Un slogan qui passe à côté de l’essentiel. Depuis quelque temps, un nouveau slogan circule dans le débat public : « On ne mange pas les bâtiments. » Cette formule, reprise par certains détracteurs du Président de la République, Brice Clotaire Oligui Nguema, vise à minimiser l’importance des nombreuses infrastructures réalisées ou en cours de réalisation à travers le pays.
À première vue, la formule peut sembler frappante. Mais à y regarder de plus près, elle révèle surtout une vision réductrice du développement d’une nation.
Gouverner, c’est certes répondre aux besoins immédiats des populations. Mais gouverner, c’est aussi préparer l’avenir.
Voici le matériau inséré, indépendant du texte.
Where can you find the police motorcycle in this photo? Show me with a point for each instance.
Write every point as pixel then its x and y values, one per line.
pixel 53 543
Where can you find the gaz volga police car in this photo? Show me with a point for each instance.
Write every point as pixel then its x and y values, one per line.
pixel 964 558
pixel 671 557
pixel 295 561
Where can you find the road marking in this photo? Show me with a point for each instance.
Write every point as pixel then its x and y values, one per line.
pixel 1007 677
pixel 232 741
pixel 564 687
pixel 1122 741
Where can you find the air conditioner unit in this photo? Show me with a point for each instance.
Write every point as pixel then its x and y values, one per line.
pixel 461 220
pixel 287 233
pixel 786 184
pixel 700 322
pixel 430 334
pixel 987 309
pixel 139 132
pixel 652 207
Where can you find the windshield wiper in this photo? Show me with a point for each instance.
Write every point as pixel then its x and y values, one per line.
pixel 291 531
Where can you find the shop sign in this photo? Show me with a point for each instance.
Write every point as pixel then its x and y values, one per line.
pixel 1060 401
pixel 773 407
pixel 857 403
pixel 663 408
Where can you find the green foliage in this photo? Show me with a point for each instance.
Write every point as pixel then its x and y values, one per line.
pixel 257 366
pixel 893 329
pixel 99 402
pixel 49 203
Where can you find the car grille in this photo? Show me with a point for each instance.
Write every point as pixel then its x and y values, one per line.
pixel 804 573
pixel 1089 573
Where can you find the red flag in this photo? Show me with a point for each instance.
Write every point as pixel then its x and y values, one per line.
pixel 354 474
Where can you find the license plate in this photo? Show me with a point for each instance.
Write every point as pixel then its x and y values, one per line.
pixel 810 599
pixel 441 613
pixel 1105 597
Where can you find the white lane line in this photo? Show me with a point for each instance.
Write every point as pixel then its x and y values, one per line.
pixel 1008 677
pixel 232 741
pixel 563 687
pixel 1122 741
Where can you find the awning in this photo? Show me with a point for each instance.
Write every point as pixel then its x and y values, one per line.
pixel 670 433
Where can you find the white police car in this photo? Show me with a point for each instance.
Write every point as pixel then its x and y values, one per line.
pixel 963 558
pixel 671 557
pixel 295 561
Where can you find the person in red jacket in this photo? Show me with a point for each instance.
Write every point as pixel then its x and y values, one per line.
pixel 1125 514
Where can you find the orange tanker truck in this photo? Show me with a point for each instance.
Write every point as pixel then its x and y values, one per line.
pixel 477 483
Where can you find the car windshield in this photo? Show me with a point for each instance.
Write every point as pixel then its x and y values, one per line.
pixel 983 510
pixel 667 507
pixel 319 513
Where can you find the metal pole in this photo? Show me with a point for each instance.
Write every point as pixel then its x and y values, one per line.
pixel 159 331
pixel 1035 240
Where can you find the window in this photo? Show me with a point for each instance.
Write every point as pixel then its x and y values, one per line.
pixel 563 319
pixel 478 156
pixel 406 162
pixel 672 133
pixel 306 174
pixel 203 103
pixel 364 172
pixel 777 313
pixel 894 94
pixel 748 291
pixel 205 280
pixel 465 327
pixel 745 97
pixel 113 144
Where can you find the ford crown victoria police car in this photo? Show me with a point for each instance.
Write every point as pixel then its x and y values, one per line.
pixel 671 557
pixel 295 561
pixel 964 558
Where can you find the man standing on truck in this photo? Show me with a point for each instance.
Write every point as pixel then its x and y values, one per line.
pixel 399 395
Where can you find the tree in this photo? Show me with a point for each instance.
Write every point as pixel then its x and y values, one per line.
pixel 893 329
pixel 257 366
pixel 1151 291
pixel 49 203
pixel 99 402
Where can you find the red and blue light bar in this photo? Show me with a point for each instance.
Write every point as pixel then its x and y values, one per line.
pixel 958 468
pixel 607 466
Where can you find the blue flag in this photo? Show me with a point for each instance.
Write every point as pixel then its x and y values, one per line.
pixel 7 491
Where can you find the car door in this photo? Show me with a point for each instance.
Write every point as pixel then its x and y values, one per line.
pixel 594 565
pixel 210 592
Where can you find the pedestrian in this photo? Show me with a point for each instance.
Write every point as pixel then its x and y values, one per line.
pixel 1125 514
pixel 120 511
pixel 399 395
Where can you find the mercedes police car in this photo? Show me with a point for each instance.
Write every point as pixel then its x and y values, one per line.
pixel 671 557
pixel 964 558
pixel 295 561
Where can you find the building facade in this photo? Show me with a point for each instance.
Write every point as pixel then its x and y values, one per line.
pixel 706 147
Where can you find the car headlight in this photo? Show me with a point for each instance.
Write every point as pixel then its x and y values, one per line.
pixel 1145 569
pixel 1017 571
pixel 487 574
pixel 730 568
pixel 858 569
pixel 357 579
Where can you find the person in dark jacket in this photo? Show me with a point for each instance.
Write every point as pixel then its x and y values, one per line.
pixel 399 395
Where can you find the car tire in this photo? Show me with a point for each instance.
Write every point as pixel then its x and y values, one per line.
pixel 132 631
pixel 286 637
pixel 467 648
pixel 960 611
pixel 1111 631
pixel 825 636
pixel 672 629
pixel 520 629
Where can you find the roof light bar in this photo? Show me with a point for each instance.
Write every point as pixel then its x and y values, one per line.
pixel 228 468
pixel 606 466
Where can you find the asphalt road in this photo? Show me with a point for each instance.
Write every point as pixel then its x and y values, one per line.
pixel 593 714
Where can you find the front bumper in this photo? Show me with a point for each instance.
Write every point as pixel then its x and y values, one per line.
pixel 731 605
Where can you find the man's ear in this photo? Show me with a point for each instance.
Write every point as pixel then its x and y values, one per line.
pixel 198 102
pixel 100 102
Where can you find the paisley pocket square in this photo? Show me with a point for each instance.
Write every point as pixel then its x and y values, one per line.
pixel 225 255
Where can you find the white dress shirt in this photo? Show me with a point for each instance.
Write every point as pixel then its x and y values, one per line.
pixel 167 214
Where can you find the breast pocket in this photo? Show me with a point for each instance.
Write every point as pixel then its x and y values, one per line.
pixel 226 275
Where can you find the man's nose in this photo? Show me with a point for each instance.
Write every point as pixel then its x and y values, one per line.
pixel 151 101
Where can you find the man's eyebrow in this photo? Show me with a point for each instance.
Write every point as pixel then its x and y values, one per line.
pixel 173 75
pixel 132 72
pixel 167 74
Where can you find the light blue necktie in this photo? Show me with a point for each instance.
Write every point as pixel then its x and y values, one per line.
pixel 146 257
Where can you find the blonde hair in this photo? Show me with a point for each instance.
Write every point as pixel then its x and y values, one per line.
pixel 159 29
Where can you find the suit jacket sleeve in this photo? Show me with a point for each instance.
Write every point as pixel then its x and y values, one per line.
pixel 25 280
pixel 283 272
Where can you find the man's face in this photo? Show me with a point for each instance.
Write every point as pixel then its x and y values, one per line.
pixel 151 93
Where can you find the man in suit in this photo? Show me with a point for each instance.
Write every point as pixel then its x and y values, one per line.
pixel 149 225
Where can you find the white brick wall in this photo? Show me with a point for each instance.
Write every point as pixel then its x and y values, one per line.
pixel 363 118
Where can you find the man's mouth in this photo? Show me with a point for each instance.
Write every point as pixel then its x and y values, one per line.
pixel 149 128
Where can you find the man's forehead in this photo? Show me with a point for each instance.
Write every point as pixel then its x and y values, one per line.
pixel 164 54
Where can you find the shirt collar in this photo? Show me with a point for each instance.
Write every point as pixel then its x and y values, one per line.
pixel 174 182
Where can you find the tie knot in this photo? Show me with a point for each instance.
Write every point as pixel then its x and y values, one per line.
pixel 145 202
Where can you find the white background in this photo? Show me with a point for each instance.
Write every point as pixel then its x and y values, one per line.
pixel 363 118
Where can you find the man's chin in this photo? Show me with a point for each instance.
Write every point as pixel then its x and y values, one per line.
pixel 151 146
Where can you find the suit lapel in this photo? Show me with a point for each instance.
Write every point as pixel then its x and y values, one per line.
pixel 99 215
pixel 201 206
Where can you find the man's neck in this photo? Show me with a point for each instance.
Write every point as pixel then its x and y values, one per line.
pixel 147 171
C’est protéger les citoyens, prendre des décisions parfois difficiles et bâtir les fondations sur lesquelles les générations futures pourront prospérer.
Une nation ne se construit pas uniquement avec des discours ou des promesses. Elle se construit également avec des routes qui relient les territoires, des écoles qui forment les enfants, des hôpitaux qui soignent les familles, des administrations qui servent efficacement les citoyens, des barrages qui produisent l’électricité et des infrastructures qui facilitent l’accès à l’eau potable.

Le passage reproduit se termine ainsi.